Hi all,

A good while back I put forward the idea of using SQLAlchemy Core in
Django [1]. Having had more experience working with SQLAlchemy, I'm
putting that idea forward as a formal proposal, as I mentioned in a more
recent thread here.

Apologies in advance for the length! I've included a few 'TL;DR'
summaries and headings in the different sections which you might want to
scan first.

=== Proposal ===

We should re-write our query generation code to use SQLAlchemy Core.
This includes DDL queries as well as DML (e.g. CREATE TABLE as well as
SELECT, INSERT etc).

This would also involve replacing our database connection objects with
SQLAlchemy's. In this proposal, our high-level ORM, with model
definition and query API, would remain the same - we wouldn't be using
the SQLAlchemy ORM.

This is a "Django 2.0" proposal i.e. not immediate future, and not fully
backwards compatible.

=== Background - Django 2.0 philosophy ===

TL;DR: "evolution not revolution, some backwards incompatibilities"

Although we haven't really discussed the timing of Django 2.0, or its
philosophy, I think we should be doing. My own assumption is that it
should be evolution, not revolution, similar to Python 3, where we break
stuff that has dogged us in the past, and will hamper us going forward,
but don't make radical changes where not necessary. This proposal fits
that basic assumption.

Also, in Django to date we've eschewed external dependencies. That has
been partly due to the poor and confusing state of Python packaging,
which is hopefully improving. I think it will make us a very poor Python
citizen if we don't reverse this policy at some point, and Django 2.0 is
an obvious point to do it.

This proposal does not represent a move away from being a 'full stack'
framework. "Full stack" does not mean "no dependencies".

Our current recommended installation method is via pip [2], and we would
be doing our users a disservice to recommend otherwise. Installation via
pip actually makes the instructions shorter - manual methods require
things like removing old versions manually - and for anything beyond
trivial use of Django you have to know pip anyway.

So, with our recommended installation method, adding a dependency
doesn't make things any more difficult at all.

=== Background - ORM philosophy ===

TL;DR: "Let's make Django's DB layer the best it can be for relational
databases."

Whether we call it "the ORM" or "the model layer" as some people prefer,
I think it's fairly certain that the overwhelming majority of our users
are using relational databases.

Many of the things that make Django a compelling choice,
including the admin and re-usable apps, either don't work or are of
little use if you are not using a relational database.

So my philosophy is that we should aim to provide a really excellent
ORM that will take users as far as possible.

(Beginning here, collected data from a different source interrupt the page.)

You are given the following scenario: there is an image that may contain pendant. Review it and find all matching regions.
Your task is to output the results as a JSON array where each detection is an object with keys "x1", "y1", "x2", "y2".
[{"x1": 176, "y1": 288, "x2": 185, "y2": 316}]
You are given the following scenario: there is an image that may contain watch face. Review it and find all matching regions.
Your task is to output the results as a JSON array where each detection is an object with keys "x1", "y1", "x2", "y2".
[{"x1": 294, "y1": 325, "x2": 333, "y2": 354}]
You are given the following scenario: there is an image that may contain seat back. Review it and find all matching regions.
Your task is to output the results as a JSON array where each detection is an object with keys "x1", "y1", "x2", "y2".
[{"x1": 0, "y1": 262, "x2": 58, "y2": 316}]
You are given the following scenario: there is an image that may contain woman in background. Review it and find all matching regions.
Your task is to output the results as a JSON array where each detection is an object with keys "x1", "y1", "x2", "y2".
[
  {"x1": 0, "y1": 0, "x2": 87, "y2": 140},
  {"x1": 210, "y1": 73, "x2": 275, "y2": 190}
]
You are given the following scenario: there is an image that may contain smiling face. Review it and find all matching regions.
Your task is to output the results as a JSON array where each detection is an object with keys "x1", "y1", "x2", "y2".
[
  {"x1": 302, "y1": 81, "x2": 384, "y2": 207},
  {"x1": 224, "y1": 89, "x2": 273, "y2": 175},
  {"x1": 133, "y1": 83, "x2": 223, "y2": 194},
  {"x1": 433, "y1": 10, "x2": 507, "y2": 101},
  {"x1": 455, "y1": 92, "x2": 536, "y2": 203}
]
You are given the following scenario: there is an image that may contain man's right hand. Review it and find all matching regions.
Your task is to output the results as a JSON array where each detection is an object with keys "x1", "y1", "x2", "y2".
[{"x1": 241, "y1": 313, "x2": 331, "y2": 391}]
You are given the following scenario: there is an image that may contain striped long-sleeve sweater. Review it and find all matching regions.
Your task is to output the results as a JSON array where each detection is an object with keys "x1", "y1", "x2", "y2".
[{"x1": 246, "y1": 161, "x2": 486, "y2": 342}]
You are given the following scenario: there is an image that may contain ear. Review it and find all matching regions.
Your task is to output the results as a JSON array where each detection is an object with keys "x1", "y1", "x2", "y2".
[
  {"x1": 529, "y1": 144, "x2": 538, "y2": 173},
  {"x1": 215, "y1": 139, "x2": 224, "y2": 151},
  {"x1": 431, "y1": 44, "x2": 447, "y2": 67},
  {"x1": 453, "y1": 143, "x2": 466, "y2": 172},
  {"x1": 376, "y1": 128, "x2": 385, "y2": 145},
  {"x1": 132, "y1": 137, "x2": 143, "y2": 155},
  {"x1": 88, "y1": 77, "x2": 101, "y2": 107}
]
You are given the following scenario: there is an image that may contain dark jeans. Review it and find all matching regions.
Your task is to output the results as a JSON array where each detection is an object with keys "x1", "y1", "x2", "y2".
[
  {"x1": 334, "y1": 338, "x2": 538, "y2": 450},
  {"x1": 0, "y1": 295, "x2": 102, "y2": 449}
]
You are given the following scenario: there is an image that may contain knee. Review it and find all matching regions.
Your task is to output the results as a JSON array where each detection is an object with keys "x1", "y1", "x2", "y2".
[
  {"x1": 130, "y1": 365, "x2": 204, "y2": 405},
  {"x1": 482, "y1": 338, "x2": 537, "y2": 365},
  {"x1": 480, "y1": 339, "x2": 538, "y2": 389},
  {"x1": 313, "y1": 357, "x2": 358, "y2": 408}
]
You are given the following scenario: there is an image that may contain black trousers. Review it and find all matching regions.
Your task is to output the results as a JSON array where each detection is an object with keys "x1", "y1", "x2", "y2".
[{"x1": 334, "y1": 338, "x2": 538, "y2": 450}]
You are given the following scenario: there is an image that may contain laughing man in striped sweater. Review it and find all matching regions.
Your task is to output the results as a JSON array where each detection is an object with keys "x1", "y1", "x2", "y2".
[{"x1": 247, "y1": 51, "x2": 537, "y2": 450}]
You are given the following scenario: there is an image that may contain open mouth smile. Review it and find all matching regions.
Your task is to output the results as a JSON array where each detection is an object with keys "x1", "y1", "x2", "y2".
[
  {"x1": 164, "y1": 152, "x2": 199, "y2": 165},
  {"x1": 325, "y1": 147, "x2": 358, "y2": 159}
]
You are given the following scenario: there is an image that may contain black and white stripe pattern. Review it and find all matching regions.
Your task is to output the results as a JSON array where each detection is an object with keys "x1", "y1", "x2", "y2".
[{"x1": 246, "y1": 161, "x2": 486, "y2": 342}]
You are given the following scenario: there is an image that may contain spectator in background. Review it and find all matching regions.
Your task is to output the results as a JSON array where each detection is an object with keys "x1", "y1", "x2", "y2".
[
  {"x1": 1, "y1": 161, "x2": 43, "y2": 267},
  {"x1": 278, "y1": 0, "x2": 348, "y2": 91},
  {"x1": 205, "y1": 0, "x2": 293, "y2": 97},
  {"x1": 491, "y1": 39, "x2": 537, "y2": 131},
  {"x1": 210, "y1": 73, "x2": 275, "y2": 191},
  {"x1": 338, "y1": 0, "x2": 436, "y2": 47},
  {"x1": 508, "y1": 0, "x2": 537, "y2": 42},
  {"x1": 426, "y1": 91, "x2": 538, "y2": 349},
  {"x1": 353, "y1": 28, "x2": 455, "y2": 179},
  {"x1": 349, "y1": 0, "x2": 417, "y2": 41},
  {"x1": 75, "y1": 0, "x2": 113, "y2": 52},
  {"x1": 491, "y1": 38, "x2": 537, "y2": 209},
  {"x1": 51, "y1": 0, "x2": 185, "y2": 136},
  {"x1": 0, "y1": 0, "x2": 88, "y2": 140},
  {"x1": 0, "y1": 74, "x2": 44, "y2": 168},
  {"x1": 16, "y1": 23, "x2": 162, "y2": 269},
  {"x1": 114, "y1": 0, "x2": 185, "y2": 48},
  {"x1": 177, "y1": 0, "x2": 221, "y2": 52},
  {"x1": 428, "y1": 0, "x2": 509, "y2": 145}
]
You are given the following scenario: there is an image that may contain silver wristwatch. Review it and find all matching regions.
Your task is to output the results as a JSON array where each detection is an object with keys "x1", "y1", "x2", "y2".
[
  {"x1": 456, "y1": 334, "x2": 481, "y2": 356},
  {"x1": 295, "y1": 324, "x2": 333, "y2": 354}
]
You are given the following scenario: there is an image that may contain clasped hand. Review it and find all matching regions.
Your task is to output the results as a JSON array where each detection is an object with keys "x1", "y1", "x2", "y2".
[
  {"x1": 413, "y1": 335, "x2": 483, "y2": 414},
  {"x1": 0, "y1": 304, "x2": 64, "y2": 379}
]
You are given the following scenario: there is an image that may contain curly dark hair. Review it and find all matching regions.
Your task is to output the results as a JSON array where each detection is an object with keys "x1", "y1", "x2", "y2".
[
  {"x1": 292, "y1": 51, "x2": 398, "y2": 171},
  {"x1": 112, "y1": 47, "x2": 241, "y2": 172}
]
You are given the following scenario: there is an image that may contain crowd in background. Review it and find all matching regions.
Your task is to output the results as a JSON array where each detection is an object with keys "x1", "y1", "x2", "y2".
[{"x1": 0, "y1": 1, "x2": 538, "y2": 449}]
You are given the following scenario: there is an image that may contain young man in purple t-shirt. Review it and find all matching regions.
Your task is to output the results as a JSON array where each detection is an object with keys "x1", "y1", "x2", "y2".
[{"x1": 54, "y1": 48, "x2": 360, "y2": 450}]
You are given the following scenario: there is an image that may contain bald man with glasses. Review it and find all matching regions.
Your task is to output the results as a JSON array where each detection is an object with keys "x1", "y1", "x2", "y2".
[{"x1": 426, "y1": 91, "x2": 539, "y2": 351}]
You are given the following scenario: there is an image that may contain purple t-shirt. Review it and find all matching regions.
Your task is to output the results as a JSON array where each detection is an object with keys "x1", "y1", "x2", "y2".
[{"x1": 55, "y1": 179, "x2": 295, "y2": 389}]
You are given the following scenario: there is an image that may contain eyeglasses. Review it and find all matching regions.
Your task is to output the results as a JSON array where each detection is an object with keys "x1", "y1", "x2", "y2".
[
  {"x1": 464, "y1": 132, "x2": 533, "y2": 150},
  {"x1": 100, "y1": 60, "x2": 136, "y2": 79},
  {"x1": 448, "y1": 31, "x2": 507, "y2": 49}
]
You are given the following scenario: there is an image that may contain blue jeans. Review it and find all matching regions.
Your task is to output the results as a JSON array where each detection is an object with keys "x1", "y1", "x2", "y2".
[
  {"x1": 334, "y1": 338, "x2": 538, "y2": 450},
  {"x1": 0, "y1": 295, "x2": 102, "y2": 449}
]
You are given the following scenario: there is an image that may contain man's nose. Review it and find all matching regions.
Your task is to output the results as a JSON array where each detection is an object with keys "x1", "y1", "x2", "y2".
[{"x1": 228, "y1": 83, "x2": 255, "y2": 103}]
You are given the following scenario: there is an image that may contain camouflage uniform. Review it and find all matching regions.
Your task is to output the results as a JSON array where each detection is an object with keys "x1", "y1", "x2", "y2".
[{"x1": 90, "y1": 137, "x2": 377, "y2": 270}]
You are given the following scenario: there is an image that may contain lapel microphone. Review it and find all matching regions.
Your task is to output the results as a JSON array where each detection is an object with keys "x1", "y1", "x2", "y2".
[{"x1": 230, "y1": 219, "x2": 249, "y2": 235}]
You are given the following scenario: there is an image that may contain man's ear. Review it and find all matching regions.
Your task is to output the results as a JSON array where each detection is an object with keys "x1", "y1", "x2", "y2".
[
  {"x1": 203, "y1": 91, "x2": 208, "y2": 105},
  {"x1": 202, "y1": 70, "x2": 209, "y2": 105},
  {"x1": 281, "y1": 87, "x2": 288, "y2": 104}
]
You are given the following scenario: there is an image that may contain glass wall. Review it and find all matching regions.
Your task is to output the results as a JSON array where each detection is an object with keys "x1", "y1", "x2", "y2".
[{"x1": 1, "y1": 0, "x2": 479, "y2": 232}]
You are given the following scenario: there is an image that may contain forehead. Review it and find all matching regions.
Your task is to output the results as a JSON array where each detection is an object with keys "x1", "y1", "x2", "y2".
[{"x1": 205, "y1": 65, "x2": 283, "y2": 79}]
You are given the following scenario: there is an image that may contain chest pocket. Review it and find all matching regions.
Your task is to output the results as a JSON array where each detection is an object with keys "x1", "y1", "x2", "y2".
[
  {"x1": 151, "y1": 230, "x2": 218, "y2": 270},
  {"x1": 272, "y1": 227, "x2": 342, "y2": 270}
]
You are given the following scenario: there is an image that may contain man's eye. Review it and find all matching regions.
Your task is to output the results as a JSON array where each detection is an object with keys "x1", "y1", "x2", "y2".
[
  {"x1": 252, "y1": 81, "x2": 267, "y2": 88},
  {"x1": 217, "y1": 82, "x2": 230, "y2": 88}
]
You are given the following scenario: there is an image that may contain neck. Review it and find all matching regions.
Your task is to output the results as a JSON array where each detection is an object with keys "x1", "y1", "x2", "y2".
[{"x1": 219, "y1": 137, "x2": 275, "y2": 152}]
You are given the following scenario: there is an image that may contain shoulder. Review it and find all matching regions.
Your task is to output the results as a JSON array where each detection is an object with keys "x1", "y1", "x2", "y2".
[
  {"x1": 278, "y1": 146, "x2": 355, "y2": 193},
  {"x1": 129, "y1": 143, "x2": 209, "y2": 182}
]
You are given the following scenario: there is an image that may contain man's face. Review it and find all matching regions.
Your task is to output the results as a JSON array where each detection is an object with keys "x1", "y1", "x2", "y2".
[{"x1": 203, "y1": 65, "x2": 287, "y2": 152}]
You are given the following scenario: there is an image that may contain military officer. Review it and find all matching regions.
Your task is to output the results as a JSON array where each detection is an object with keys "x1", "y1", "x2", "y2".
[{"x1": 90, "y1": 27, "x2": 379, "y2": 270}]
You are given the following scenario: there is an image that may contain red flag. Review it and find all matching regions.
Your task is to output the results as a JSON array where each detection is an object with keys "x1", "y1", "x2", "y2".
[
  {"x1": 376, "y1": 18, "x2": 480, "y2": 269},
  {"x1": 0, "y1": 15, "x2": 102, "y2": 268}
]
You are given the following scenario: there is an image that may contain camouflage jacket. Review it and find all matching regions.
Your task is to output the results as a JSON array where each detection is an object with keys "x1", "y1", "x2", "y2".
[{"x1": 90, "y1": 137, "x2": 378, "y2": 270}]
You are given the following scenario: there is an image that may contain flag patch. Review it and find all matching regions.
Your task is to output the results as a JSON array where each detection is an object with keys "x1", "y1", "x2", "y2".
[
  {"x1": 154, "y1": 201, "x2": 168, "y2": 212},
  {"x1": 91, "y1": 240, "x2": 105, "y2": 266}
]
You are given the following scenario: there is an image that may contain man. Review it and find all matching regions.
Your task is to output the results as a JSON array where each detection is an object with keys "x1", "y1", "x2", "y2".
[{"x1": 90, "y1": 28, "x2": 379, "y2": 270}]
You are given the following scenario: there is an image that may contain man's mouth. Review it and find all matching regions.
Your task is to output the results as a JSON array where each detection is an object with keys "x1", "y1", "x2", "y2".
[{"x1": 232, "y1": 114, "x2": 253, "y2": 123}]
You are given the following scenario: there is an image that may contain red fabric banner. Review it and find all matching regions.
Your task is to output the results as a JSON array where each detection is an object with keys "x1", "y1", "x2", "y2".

This doesn't preclude having non-relational support in Django. But
it seems very strange to make that the focus, when we've had
little-to-no support for it so far, or to allow that support to limit
how well we can cater for the 99%.

=== Motivation ===

== Motivation 1: Django's ORM leaves you high and dry when you reach its
limits.

While the ORM can do a surprising number of queries, there are plenty it
can't, and in all the medium-to-large projects I've worked on I've gone
beyond what the ORM can do.

At this point, you've got a few options, from easiest to hardest:

A) Do the aggregation/filtering etc in Python.

B) Write raw SQL.

C) Use SQLAlchemy or some other SQL generation tool.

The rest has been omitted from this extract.